Time Limit: 2000/1000 MS (Java/Others)    Memory Limit: 65536/32768 K (Java/Others)
Total Submission(s): 16057    Accepted Submission(s): 9898

Problem Description

There is a rectangular room, covered with square tiles. Each tile is colored either red or black. A man is standing on a black tile. From a tile, he can move to one of four adjacent tiles. But he can't move on red tiles, he can move only on black tiles.

Write a program to count the number of black tiles which he can reach by repeating the moves described above. 

 

Input

The input consists of multiple data sets. A data set starts with a line containing two positive integers W and H; W and H are the numbers of tiles in the x- and y- directions, respectively. W and H are not more than 20.

There are H more lines in the data set, each of which includes W characters.
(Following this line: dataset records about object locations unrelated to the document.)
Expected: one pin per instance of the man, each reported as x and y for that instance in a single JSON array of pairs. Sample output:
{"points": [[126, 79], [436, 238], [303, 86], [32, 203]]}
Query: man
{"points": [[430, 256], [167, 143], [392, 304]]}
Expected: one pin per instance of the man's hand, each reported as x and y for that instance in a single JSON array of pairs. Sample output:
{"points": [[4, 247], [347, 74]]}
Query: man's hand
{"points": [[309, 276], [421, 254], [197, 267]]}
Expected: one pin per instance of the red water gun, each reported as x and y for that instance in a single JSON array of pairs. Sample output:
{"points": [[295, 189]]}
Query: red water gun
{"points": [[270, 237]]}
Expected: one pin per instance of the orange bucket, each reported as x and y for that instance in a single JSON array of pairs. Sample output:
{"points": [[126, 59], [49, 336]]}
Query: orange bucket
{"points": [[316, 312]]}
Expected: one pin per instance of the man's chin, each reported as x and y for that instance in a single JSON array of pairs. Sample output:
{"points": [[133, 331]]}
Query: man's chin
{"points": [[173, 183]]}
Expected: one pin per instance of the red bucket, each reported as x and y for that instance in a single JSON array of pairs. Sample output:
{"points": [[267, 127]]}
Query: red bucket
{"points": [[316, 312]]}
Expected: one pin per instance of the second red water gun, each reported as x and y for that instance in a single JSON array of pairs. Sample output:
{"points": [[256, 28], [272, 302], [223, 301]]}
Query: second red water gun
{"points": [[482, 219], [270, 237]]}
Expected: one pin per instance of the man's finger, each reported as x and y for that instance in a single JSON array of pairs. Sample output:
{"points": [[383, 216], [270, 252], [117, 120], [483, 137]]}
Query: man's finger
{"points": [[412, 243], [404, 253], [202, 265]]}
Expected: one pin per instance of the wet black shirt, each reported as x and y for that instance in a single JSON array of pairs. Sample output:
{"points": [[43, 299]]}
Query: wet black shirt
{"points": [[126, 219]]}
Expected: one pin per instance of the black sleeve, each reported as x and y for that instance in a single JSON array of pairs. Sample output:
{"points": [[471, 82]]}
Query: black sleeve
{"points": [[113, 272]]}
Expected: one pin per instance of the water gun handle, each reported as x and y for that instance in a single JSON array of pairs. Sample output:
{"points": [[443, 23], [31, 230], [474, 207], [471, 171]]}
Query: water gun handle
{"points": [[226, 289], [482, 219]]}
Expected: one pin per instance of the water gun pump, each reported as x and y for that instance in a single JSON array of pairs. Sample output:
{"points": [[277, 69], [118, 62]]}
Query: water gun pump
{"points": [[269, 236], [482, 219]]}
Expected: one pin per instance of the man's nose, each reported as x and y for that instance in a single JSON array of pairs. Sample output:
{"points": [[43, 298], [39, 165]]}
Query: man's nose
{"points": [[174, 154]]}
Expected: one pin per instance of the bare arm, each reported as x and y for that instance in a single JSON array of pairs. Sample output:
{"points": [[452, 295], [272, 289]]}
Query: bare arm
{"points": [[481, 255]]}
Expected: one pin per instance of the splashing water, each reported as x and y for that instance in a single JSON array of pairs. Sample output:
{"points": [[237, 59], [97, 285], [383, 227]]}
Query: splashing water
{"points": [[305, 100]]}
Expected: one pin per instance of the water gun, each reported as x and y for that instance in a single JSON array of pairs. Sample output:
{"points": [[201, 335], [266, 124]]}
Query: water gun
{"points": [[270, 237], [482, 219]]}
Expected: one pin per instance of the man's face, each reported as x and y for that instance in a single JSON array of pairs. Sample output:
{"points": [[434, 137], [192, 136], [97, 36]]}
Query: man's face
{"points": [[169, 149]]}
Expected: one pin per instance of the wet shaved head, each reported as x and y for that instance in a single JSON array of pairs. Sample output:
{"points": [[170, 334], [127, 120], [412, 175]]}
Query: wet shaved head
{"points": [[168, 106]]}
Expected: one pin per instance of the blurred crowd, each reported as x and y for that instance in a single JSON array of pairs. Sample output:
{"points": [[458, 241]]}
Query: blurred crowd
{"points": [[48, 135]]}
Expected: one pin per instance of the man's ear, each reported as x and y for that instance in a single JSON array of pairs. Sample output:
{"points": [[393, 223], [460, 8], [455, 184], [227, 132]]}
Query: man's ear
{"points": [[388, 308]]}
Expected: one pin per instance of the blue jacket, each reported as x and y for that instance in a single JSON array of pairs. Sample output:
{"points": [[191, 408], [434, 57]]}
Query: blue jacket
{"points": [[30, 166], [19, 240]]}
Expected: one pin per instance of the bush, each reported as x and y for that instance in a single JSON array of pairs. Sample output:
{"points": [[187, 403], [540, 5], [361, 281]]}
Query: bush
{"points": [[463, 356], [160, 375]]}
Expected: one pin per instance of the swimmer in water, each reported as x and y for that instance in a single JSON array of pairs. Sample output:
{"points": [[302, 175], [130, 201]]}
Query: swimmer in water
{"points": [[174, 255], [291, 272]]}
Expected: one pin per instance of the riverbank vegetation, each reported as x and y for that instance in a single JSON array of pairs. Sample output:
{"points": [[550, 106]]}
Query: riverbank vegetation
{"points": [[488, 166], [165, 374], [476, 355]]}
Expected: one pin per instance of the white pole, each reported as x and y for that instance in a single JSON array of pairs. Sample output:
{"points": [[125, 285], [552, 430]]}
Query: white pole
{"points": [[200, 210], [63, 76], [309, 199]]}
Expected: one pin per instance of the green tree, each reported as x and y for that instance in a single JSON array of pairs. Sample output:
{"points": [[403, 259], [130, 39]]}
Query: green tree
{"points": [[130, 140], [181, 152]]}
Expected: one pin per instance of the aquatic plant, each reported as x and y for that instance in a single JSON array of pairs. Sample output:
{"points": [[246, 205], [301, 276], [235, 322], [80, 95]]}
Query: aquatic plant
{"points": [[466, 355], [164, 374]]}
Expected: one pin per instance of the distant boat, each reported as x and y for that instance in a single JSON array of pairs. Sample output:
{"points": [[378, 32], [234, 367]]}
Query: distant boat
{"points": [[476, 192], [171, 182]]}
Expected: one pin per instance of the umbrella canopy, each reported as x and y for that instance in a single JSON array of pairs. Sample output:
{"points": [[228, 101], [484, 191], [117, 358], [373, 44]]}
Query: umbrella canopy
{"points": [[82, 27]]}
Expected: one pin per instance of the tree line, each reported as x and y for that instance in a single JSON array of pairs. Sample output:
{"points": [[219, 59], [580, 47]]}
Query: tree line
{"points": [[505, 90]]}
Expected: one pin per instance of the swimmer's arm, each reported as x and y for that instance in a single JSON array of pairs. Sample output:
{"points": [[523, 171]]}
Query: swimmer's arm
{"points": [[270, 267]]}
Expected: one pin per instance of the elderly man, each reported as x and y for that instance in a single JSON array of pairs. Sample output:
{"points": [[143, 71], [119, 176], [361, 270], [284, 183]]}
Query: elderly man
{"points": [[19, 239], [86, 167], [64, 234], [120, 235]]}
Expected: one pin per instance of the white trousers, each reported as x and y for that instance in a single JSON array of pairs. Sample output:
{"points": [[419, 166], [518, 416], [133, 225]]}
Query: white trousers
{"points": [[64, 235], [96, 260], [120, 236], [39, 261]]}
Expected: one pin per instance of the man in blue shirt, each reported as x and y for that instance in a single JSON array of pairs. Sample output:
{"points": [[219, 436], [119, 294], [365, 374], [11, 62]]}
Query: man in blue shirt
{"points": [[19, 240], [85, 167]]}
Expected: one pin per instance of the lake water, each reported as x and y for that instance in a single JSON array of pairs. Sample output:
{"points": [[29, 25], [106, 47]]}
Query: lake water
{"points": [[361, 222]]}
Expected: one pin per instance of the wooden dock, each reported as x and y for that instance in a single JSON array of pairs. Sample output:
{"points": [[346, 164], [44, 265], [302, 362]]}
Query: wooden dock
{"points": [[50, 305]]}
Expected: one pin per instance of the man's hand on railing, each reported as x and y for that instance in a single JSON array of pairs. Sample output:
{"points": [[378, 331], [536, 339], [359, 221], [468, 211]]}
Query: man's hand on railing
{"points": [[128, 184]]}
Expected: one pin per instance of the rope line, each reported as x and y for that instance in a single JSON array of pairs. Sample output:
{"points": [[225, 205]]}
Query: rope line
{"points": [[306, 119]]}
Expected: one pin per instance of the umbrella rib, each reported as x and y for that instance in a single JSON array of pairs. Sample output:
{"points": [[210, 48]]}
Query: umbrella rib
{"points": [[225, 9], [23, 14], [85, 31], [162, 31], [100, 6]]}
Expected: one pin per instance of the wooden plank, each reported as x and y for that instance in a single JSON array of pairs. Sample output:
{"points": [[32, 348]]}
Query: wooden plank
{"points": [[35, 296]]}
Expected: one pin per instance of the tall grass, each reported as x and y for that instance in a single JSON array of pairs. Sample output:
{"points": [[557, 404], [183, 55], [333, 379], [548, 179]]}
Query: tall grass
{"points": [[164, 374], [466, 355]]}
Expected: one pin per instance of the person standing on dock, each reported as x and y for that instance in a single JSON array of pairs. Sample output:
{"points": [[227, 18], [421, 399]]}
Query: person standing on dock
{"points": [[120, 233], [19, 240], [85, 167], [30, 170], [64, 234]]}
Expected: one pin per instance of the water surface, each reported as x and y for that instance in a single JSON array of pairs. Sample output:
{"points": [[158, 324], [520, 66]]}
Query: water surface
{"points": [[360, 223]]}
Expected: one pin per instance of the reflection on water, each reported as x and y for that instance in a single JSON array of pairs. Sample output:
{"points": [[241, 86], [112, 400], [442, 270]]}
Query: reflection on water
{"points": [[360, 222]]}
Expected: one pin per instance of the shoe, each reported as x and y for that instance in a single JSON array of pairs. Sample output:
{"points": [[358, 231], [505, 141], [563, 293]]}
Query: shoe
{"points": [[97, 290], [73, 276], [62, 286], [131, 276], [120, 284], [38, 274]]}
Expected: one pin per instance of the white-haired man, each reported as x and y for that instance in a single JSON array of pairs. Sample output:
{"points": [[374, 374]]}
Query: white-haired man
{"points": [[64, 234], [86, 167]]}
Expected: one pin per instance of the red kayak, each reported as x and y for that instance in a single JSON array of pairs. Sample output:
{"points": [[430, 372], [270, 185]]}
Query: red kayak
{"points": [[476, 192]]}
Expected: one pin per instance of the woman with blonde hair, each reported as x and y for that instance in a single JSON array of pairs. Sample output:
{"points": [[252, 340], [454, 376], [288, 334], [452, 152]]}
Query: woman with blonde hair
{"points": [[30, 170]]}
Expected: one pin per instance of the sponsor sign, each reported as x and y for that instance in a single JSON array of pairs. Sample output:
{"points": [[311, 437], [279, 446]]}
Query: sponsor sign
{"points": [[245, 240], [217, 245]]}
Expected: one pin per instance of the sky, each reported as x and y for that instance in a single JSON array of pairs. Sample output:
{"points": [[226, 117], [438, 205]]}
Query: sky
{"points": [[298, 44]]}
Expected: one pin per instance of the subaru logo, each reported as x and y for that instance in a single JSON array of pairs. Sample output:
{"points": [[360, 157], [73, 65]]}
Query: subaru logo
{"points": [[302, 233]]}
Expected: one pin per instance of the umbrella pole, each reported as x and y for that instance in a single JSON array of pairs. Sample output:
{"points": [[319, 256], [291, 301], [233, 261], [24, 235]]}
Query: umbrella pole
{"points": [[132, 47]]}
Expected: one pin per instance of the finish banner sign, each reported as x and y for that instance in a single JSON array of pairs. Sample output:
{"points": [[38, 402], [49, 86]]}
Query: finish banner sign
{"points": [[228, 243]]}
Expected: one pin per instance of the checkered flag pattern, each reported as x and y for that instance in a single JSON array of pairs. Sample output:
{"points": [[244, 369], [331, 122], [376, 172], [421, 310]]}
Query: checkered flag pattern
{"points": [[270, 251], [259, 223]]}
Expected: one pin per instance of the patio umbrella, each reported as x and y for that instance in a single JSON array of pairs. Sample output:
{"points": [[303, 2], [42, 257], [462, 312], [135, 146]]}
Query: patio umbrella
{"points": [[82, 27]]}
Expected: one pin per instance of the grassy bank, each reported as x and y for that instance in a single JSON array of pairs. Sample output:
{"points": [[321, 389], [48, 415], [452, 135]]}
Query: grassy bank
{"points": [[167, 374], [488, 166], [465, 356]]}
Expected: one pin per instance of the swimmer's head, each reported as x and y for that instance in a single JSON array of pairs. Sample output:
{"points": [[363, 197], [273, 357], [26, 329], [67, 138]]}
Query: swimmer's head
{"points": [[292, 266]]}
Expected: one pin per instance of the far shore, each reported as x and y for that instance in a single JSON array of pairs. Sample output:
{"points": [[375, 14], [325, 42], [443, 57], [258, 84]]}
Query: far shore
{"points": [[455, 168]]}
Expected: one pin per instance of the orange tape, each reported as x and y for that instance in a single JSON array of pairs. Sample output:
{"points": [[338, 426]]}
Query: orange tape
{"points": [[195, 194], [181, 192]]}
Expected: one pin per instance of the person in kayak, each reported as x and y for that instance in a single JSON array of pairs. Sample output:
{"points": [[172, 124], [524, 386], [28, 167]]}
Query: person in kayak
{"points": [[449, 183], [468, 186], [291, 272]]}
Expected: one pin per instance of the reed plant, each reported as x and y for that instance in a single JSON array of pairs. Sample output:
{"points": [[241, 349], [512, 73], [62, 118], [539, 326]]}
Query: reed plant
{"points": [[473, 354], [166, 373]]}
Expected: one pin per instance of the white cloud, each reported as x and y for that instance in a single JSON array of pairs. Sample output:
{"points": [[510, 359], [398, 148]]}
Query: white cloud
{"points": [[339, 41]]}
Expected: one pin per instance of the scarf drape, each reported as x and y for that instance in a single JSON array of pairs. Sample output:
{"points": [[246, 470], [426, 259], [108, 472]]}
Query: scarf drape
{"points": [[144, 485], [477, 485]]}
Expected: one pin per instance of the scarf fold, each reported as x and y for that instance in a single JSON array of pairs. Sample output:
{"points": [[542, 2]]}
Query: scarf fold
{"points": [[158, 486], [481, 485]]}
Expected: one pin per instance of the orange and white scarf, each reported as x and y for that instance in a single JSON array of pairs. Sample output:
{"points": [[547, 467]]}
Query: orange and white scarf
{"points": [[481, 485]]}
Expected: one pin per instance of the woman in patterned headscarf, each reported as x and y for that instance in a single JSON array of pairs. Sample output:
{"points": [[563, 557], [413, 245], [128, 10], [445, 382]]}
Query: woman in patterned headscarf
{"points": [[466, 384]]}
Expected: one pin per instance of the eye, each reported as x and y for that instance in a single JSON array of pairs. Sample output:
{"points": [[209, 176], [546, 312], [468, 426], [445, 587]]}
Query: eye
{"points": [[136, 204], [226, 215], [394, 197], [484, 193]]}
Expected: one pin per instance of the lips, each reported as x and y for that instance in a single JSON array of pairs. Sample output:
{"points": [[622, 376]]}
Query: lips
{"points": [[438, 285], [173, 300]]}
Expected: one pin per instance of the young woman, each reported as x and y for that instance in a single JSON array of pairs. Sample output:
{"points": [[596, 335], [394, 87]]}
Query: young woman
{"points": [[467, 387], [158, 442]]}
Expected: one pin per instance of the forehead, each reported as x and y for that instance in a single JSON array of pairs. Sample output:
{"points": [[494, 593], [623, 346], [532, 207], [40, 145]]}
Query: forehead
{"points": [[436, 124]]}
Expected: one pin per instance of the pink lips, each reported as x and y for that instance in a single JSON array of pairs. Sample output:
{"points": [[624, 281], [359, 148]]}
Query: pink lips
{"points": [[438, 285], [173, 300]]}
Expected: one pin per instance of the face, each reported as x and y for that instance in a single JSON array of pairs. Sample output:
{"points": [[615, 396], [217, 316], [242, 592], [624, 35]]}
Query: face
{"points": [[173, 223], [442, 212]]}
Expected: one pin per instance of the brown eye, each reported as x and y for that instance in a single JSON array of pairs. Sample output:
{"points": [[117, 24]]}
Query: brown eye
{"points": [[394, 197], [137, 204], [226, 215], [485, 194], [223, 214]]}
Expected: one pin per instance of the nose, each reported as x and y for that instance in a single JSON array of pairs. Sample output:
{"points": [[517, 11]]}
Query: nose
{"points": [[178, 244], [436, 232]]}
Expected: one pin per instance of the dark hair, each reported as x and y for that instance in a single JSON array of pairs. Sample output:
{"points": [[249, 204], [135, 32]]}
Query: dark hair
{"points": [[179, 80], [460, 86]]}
Each character represents the color of a tile as follows.

'.' - a black tile 
'#' - a red tile 
'@' - a man on a black tile(appears exactly once in a data set) 

 

Output

For each data set, your program should output a line which contains the number of tiles he can reach from the initial tile (including itself). 

 

Sample Input

   
   
   
   

    
    
    
    6 9
....#.
.....#
......
......
......
......
......
#@...#
.#..#.
11 9
.#.........
.#.#######.
.#.#.....#.
.#.#.###.#.
.#.#..@#.#.
.#.#####.#.
.#.......#.
.#########.
...........
11 6
..#..#..#..
..#..#..#..
..#..#..###
..#..#..#@.
..#..#..#..
..#..#..#..
7 7
..#.#..
..#.#..
###.###
...@...
###.###
..#.#..
..#.#..
0 0
   
   
   
   

 

Sample Output

   
   
   
   

    
    
    
    45
59
6
13
   
   
   
   

 

正在看 搜索 简单的搜索题。

DFS  ：

#include<iostream>
#include<algorithm>
#include<cstdio>
#include<cstring>
#include<cmath>
#define max(a,b)(a>b?a:b)


int m,n,s,t,ans;
int vis[25][25];
char maps[25][25];
int dir[4][2]={{-1,0},{1,0},{0,1},{0,-1}};


void DFS(int x, int y)
{
    for(int i=0;i<4;i++)
    {
        int dx=x+dir[i][0];
        int dy=y+dir[i][1];
        if(x>=0 && y>=0 && x<m && y<n && maps[dx][dy]=='.' && !vis[dx][dy])
        {
            vis[dx][dy]=1;
            ans++;
            DFS(dx,dy);
        }
    }
}


int main()
{
    while(scanf("%d%d",&n,&m),n+m)
    {
         memset(maps,0,sizeof(maps));
         for(int i=0;i<m;i++)
         {
            scanf("%s",maps[i]);
         }


         for(int i=0;i<m;i++)
         {
             for(int j=0;j<n;j++)
             {
                 if(maps[i][j]=='@')
                 {
                     s=i;
                     t=j;
                 }
             }
         }
         memset(vis,0,sizeof(vis));
         ans=1;
         vis[s][t]=1;
         DFS(s,t);
         printf("%d\n",ans);
    }
    return 0;
}

BFS ：

#include<iostream>
#include<algorithm>
#include<cstdio>
#include<cstring>
#include<cmath>
#include<queue>
#include<cctype>
#define max(a,b)(a>b?a:b)


using namespace std;


struct point
{
    int x,y;
};


int m,n,s,t,ans;
int vis[25][25];
char maps[25][25];
int dir[4][2]={{-1,0},{1,0},{0,1},{0,-1}};


void BFS()
{
   queue<point> que;
   struct point start;
   start.x=s;
   start.y=t;
   vis[s][t]=1;
   que.push(start);
   while(!que.empty())
   {
       struct point u;
       u=que.front();
       que.pop();
       for(int i=0;i<4;i++)
       {
           int x=u.x+dir[i][0];
           int y=u.y+dir[i][1];
           if(x<0 || y<0 || x>=m || y>=n || maps[x][y]=='#' || vis[x][y]) continue;
           vis[x][y]=1;
           ans++;
           struct point next;
           next.x =x;
           next.y =y;
           que.push(next);
       }
   }
}


int main()
{
    while(scanf("%d%d",&n,&m),n+m)
    {
         memset(maps,0,sizeof(maps));
         for(int i=0;i<m;i++)
         {
            scanf("%s",maps[i]);
         }


         for(int i=0;i<m;i++)
         {
             for(int j=0;j<n;j++)
             {
                 if(maps[i][j]=='@')
                 {
                     s=i;
                     t=j;
                 }
             }
         }
         ans=1;
         BFS();
         memset(vis,0,sizeof(vis));
         printf("%d\n",ans);
    }
    return 0;
}